I have reading a lot of debates around the internet lately, a fair deal of them related to the game Limbo, more specifically its price tag of 1200msp. Its been making me think about the current state of gaming, and why people complain about high price tags on games.
Lately I've been playing Limbo a lot. It is truly a great game. In fact I would go as far as to rate it in my top 20 (at least) games of all time. There is one striking problem that a lot of people see with it though, and that's not with the game it self per se. Many people complain about the price (1200msp.) Although due to the quality of the game it is really a non-issue, but it makes me angry that people don't appreciate that indie developers are the last bastion of pure gamers left in the industry.
If we take a game like Modern Warfare 2, which has sold a lot of copies throughout the world, and compare it to another game such as Castle Crashers, a (in my opinion) underrated and overtly brilliant indie game. Modern Warfare 2 on release cost me £40. Looking back on that, I'm not really sure what I paid for. The single player took me around 5 hours to beat and I'm not the best at shooters, so for someone more experienced their playtime would most likely be a lot less. From what I've read most people are under the impression that Modern Warfare 2's multiplayer is it's strong suit, but I beg to differ. It is in fact a buggy, overrated mess that has fooled most critics into believing that it is deep and has much to offer. On the contrary, I sunk about a day into it, and was left wishing I could gain it back. The only small redeeming feature was Spec Ops, and while that was entertaining with friends, on my own it tended to become stale fast. It really pains me to see this game consistently in the game charts.

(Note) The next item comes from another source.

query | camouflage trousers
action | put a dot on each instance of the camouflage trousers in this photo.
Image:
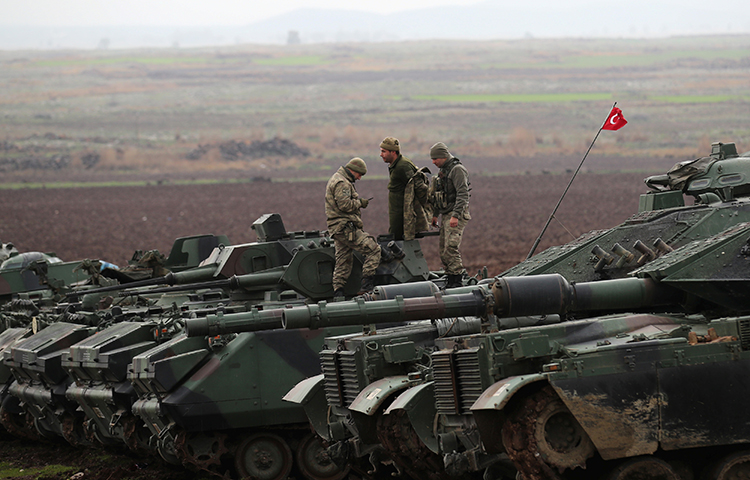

Now Castle Crashers is a game I really enjoyed. The side scrolling beat-em-up was one of my childhood love affairs, playing Power Rangers on the Genesis with my cousin when we were kids was all the entertainment we had, and Castle Crashers brought an element of that back to me. It made me very happy to know that there was still developers that catered to the old style of games, rather then the high budget, but low depth games of today. I would gladly pay double for it.
Compare Modern Warfare 2's price tag of £40 to Castle Crashers tag of 1200msp (or around £12.) Castle Crashers has almost too much replayability. Being able to play as a multitude of different characters, each with their own abilities made playing online a different experience every time, while Modern Warfare 2's multiplayer although having many unlockables, overall was pointless and added little to the game itself.
Essentially the price that a developer set's is the price they set. All the whining and moaning in the world won't change it. The price that the developer of Limbo set is that price for a reason, not because they are money grabbing fat cats, but because they are an indie developer who has managed to get a break in a sea of corporate developers who's only aim is to extort their prime audience, and shake them down for all the money they have.
Many people complain about companies such as Activision, and EA saying that they only reason they publish games is to make a profit, and they are correct. The only pure form of gaming left is games created by indie developers and if people continue to complain about a so-called high price tag then eventually these types of games will no longer exist on consoles, and all that will be left will be games that exist solely to extort you of your money.